Serves 6-8 as a light lunch

Tuesday, March 06, 2007

Tuna Fritters with Whipped Fetta

These would have to be the tastiest tuna fritters I have ever tasted. Repeat. Ever tasted. They were delicious and if Lyndon liked them, well, that is really saying something. I think it is the combination of Tabasco sauce and lemon zest which really 'lift' them. Very simple to make with cheap ingredients. Try them.

Since I don't own a food processor, I used my Bamix with the 'mincer' attachment. I also find it better to place the uncooked fritters in the fridge to 'set' for at least 20 minutes before frying.

*Taken from Karen Martini's 'Where The Heart Is'*

Ingredients
100 g fetta
100 g ricotta
50 ml pouring cream
185 g canned tuna in springwater, drained
2 tsp lemon zest
2 sprigs flat-leaf parsley, chopped
3 splashes Tabasco sauce
2 eggs
250 g potatoes, cooked and mashed
3 spring onions, sliced
3 cups (210 g) fresh breadcrumbs
1/2 cup (75 g) plain flour
olive oil, for frying
lemon wedges, to serve
watercress sprigs, to serve (optional)

Method
To make the whipped fetta, place fetta, ricotta and cream in a food processor with 3-4 tbs water and blend until smooth and light.

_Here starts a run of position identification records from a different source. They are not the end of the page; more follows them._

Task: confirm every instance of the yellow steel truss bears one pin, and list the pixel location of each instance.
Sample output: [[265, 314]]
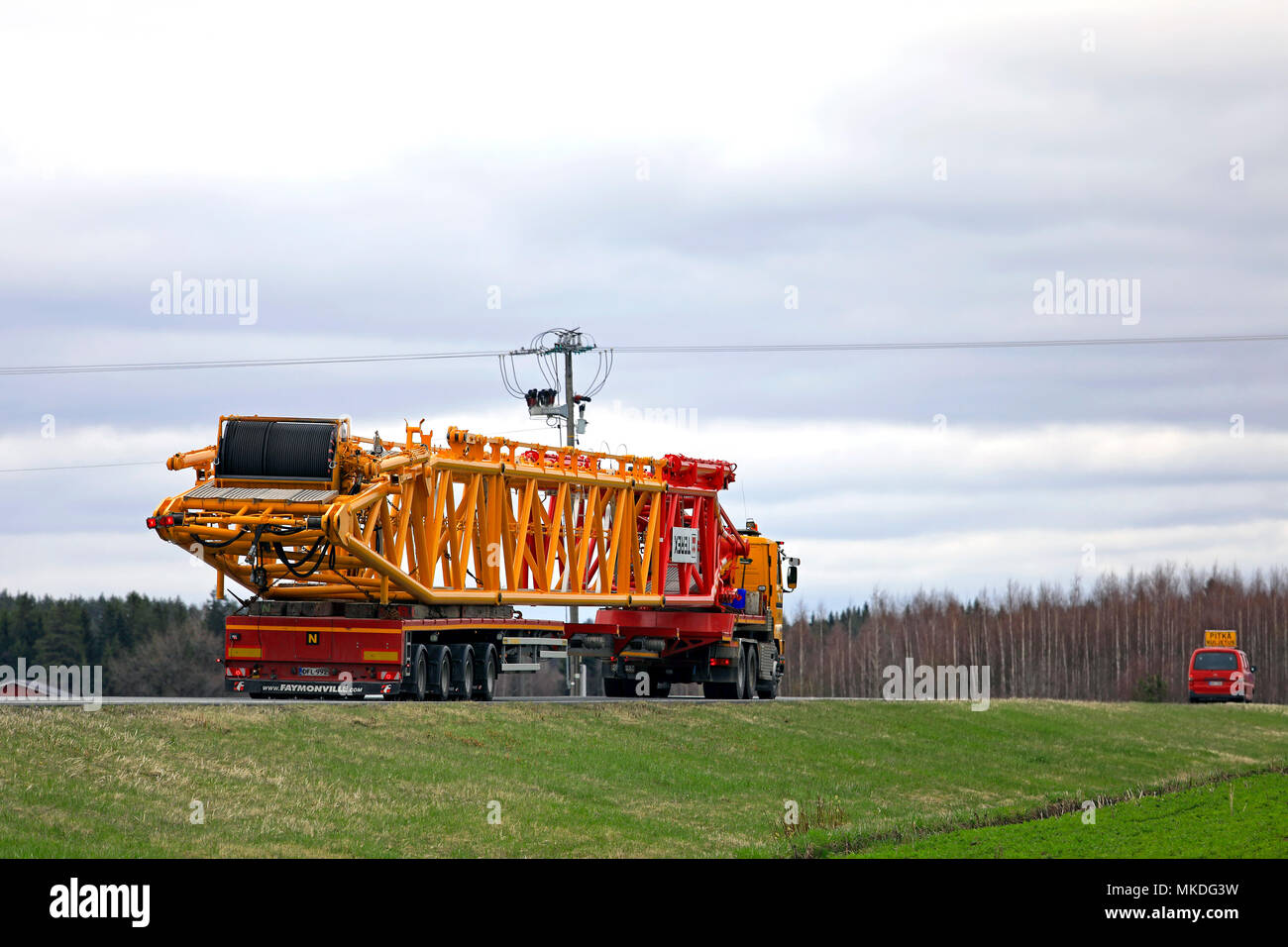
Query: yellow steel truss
[[483, 521]]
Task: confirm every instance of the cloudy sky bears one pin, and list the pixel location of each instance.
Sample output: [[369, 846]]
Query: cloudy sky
[[669, 174]]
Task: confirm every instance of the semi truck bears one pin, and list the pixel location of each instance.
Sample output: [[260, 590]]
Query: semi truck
[[398, 570]]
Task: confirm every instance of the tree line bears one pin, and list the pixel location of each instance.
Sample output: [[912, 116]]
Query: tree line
[[1125, 638], [156, 647]]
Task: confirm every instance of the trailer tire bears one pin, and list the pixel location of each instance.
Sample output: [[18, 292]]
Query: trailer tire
[[439, 673], [739, 685], [419, 676], [484, 674], [751, 661], [463, 671]]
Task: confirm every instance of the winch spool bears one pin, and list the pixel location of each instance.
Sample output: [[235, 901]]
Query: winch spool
[[275, 450]]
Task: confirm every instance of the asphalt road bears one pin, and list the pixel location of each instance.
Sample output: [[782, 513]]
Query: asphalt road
[[218, 701]]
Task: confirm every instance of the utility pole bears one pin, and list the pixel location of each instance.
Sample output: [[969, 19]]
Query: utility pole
[[546, 347], [572, 444]]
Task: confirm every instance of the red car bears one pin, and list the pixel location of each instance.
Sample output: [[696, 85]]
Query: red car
[[1220, 674]]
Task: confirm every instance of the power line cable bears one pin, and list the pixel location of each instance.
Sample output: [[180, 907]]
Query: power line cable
[[655, 350]]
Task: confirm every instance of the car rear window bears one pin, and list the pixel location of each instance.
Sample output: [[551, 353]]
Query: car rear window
[[1216, 661]]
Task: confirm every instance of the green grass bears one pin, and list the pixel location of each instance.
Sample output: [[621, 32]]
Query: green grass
[[1236, 817], [622, 779]]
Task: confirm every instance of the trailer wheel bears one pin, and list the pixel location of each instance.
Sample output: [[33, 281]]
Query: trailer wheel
[[441, 673], [484, 674], [463, 671], [738, 689], [768, 689], [420, 674]]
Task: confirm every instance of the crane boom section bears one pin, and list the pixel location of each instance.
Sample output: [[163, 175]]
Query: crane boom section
[[300, 509]]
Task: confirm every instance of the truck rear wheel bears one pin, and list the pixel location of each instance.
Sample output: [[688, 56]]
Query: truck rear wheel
[[660, 688], [484, 674]]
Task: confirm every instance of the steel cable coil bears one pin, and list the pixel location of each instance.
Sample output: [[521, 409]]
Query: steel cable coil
[[275, 450]]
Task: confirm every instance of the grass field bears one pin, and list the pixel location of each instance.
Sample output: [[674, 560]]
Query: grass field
[[1237, 817], [621, 779]]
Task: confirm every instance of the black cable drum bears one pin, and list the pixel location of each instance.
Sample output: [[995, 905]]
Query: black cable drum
[[275, 450]]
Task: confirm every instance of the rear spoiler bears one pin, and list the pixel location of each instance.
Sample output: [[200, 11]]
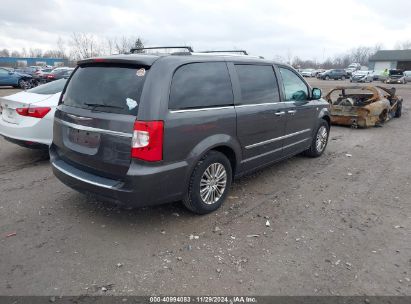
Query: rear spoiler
[[122, 61]]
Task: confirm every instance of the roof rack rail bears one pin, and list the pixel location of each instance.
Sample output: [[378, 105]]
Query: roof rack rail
[[243, 52], [188, 48]]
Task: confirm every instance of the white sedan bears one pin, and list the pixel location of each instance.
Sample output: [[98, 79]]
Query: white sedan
[[26, 118], [308, 73]]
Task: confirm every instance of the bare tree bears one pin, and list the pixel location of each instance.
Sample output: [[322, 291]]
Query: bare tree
[[35, 53], [15, 54], [24, 53], [84, 45], [124, 44], [404, 45], [61, 48], [4, 53]]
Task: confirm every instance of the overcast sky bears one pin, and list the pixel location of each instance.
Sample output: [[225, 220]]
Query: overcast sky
[[312, 29]]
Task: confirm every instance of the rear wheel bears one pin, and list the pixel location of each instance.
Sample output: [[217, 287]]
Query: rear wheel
[[319, 141], [22, 84], [398, 111], [209, 183]]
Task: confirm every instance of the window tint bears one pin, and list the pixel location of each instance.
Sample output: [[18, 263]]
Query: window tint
[[258, 84], [199, 85], [294, 87], [49, 88], [106, 88]]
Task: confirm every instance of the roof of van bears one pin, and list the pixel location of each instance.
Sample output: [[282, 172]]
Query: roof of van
[[148, 60]]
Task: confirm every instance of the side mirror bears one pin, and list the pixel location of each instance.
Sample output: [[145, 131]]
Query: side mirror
[[316, 93]]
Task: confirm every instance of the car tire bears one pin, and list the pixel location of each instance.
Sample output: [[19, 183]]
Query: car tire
[[21, 84], [207, 193], [319, 141], [398, 111]]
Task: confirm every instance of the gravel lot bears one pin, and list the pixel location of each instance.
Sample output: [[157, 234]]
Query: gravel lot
[[338, 226]]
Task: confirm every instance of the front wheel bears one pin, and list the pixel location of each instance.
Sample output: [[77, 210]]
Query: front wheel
[[209, 183], [398, 110], [319, 141]]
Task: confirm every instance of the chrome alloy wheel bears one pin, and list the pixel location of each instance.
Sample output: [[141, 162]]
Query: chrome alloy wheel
[[322, 136], [213, 183]]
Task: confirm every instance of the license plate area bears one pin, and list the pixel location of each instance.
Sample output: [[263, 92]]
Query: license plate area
[[8, 114], [84, 138]]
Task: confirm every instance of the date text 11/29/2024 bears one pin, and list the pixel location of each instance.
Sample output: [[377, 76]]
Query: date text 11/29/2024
[[202, 299]]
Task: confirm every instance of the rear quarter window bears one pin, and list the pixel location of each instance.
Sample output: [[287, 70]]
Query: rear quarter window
[[201, 85], [258, 84], [106, 88]]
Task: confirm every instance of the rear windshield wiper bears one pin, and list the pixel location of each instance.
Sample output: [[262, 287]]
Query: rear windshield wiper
[[95, 105]]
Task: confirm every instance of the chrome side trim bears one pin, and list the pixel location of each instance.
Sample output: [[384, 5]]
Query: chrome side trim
[[230, 107], [257, 104], [201, 109], [91, 129], [276, 150], [80, 178], [276, 139]]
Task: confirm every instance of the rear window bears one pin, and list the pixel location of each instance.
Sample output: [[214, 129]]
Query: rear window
[[106, 88], [49, 88], [201, 85]]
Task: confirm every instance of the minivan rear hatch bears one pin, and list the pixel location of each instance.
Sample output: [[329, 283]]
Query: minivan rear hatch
[[94, 123]]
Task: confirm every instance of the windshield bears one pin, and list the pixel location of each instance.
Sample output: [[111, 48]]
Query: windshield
[[49, 88], [106, 88]]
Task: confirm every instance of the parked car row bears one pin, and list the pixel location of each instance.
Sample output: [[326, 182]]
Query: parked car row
[[29, 77], [149, 129]]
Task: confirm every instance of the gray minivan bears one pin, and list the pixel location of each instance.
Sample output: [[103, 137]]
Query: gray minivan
[[147, 129]]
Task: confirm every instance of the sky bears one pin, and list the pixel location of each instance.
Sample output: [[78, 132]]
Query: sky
[[314, 29]]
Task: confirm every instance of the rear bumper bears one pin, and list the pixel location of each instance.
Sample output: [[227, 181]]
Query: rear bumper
[[143, 185]]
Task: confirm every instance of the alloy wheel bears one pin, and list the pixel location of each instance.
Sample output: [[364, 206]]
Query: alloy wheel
[[213, 183]]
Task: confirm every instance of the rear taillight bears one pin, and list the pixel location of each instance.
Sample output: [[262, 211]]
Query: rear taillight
[[36, 112], [147, 141]]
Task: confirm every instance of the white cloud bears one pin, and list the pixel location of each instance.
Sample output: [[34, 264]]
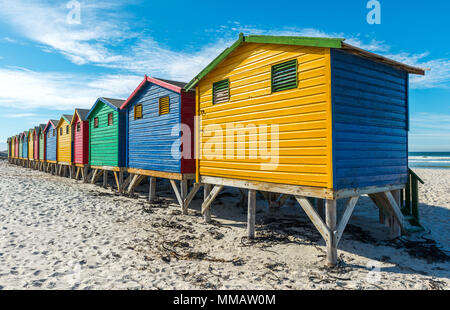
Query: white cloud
[[100, 37], [25, 89]]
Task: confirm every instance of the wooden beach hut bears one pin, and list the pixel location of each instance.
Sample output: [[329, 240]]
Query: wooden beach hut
[[16, 148], [8, 142], [156, 112], [31, 148], [313, 118], [107, 140], [51, 138], [80, 129], [41, 141], [64, 145]]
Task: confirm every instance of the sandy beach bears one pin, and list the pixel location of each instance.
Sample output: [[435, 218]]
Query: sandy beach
[[57, 233]]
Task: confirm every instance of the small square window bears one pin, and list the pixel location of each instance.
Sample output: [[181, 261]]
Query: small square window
[[138, 111], [221, 91], [164, 105], [284, 76], [110, 119]]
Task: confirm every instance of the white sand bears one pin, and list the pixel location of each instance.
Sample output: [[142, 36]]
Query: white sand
[[58, 233]]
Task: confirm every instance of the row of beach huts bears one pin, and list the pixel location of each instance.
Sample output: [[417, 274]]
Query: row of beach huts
[[312, 118]]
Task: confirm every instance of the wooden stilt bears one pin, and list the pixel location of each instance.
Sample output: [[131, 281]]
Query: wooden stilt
[[330, 213], [206, 192], [105, 179], [184, 193], [251, 214], [151, 189], [209, 200]]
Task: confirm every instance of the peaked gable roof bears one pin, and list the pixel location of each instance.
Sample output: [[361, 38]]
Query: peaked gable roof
[[65, 117], [302, 41], [113, 103], [80, 114], [168, 84], [52, 122]]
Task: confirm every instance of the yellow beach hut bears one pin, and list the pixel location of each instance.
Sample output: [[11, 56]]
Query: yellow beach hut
[[313, 118]]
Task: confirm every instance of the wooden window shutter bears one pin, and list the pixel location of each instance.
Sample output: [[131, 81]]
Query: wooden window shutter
[[164, 103], [284, 76], [138, 111], [221, 91], [110, 119]]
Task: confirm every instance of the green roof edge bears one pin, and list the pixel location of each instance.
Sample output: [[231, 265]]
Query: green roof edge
[[304, 41]]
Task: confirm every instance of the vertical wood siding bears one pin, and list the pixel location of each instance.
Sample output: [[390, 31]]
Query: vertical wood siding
[[50, 148], [150, 139], [369, 121], [42, 146], [64, 143], [36, 145], [25, 147], [30, 145], [303, 114], [80, 141], [106, 143]]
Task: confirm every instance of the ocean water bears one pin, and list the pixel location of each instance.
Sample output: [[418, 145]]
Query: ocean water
[[429, 160]]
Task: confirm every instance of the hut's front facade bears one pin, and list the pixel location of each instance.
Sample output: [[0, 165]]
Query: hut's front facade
[[25, 147], [64, 141], [107, 139], [42, 145], [16, 146], [20, 148], [309, 117], [158, 111], [80, 129], [51, 138], [30, 144]]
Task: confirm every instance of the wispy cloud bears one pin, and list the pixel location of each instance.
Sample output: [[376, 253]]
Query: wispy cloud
[[25, 89], [104, 29]]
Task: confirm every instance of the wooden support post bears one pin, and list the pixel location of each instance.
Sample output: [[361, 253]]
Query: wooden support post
[[206, 192], [330, 212], [121, 186], [105, 179], [137, 179], [321, 208], [209, 200], [184, 193], [151, 189], [251, 213]]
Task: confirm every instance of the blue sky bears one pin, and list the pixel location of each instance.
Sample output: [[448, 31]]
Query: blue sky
[[49, 65]]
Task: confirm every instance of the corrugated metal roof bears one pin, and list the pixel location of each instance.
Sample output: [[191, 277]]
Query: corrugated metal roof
[[82, 113], [115, 102], [301, 41]]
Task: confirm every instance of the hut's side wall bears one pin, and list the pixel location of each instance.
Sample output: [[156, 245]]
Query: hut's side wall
[[81, 142], [370, 122], [30, 145], [188, 119], [25, 147], [64, 143], [51, 144], [150, 139], [36, 146], [42, 146], [303, 117], [104, 140]]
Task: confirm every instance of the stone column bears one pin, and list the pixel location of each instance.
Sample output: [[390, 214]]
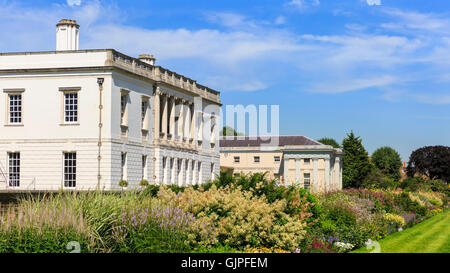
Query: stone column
[[297, 171], [192, 121], [340, 174], [186, 121], [157, 114], [182, 176], [286, 171], [169, 162], [200, 126], [315, 174], [188, 172], [175, 171], [172, 117], [194, 173], [327, 174], [337, 169], [164, 115], [180, 125]]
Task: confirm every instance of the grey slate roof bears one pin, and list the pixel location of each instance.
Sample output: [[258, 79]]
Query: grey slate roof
[[241, 141]]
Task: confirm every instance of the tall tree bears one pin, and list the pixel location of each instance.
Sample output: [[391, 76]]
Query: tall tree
[[356, 164], [432, 161], [329, 141], [388, 161]]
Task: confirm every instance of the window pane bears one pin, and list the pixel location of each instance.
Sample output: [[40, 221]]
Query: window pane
[[14, 169], [70, 170], [15, 108], [71, 107]]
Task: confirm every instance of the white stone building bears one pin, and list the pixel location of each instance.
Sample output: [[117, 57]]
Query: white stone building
[[291, 160], [86, 119]]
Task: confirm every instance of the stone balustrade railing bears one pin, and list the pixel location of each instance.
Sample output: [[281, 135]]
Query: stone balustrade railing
[[158, 73]]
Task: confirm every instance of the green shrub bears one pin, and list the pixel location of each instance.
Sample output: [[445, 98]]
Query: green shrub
[[424, 184], [48, 240], [123, 183], [301, 203]]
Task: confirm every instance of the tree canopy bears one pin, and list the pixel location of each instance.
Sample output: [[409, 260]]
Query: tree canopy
[[329, 141], [431, 161], [356, 164], [388, 161]]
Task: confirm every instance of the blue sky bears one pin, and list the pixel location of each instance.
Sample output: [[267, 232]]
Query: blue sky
[[378, 67]]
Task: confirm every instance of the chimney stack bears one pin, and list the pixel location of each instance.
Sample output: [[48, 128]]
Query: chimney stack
[[67, 35], [147, 59]]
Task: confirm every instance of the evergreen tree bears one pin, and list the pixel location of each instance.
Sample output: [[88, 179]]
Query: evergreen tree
[[329, 141], [388, 161], [432, 161], [356, 164]]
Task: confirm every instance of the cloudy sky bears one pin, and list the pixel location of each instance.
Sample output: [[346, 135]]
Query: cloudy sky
[[378, 67]]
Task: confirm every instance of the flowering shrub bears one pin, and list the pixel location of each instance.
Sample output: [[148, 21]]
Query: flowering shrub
[[301, 203], [343, 247], [240, 218], [159, 229], [395, 221], [265, 250]]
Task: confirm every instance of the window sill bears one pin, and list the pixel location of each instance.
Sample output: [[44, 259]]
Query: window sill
[[69, 124]]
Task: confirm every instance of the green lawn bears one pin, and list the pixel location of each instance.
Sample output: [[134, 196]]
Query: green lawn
[[430, 236]]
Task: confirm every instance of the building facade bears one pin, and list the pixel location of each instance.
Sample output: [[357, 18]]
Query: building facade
[[291, 160], [87, 119]]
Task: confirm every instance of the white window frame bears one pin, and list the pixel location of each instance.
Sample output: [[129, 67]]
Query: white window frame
[[9, 93], [199, 172], [69, 90], [124, 94], [144, 167], [14, 170], [144, 112], [306, 180], [123, 166], [69, 182]]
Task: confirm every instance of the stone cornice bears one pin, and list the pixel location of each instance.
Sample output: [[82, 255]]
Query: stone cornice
[[118, 61]]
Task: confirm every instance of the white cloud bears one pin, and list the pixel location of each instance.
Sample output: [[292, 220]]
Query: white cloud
[[373, 2], [349, 85], [436, 99], [251, 55], [303, 4], [73, 2], [280, 20]]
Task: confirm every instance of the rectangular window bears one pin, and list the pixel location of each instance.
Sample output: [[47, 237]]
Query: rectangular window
[[306, 180], [193, 173], [164, 178], [70, 107], [199, 172], [144, 107], [14, 169], [144, 167], [70, 170], [123, 166], [124, 108], [15, 108]]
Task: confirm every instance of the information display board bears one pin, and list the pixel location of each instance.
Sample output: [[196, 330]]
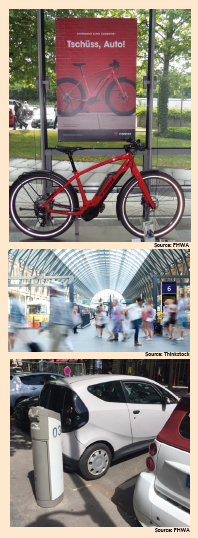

To make the fritters, place the tuna in a food processor and blend until smooth. Add lemon zest, parsley, Tabasco sauce and 1 egg and process. Add potatoes and process until combined. Transfer to a large bowl and mix in spring onions and 3 tbs of the breadcrumbs. Use your hands to shape mixture into small fritters about 6cm in diameter.

Beat remaining egg. Dip fritters in flour to coat. Dip into beaten egg, then in remaining breadcrumbs. Heat olive oil in a large non-stick frying pan and fry fritters for 2 minutes on each side or until cooked, then drain on kitchen paper. Serve with whipped fetta, lemon wedges and watercress if desired.

Saturday, January 20, 2007

Mango & Lettuce Rolls

A little fidely to make but very tasty...

Ingredients
3 mangoes
1/2 cup Asian-style plum sauce
1 tbs sweet chilli sauce
1/2 cup chopped fresh coriander
2-3 cups hot water
12 8 21 cm (diameter) rice paper wrappers
2 cups finely shredded iceberg lettuce
250 g cooked smoked skinless chicken breast fillet, sliced thinly
1 small Lebanese cucumber, cut into thin strips

Method
Cut flesh off mangoes and remove skin. Thickly slice flesh. Combine sauces and 2 tbs coriander.

Pour hot water into a large shallow bowl. Immerse one wrapper in the water for 20-30 secondes or until softened. Lay on a clean surface.

Place a small amount of lettuce, chicken, mango, cucumber and coriander in the center of the wrapper. Drizzle with 1/2 tsp dipping sauce. Fold the top section of the wrapper over. Fold in the sides and roll up to enclose filling. Place rolls on a plate, cover loosely with damp paper towel. Repeat with remaining wrappers and filling. Serve with dipping sauce.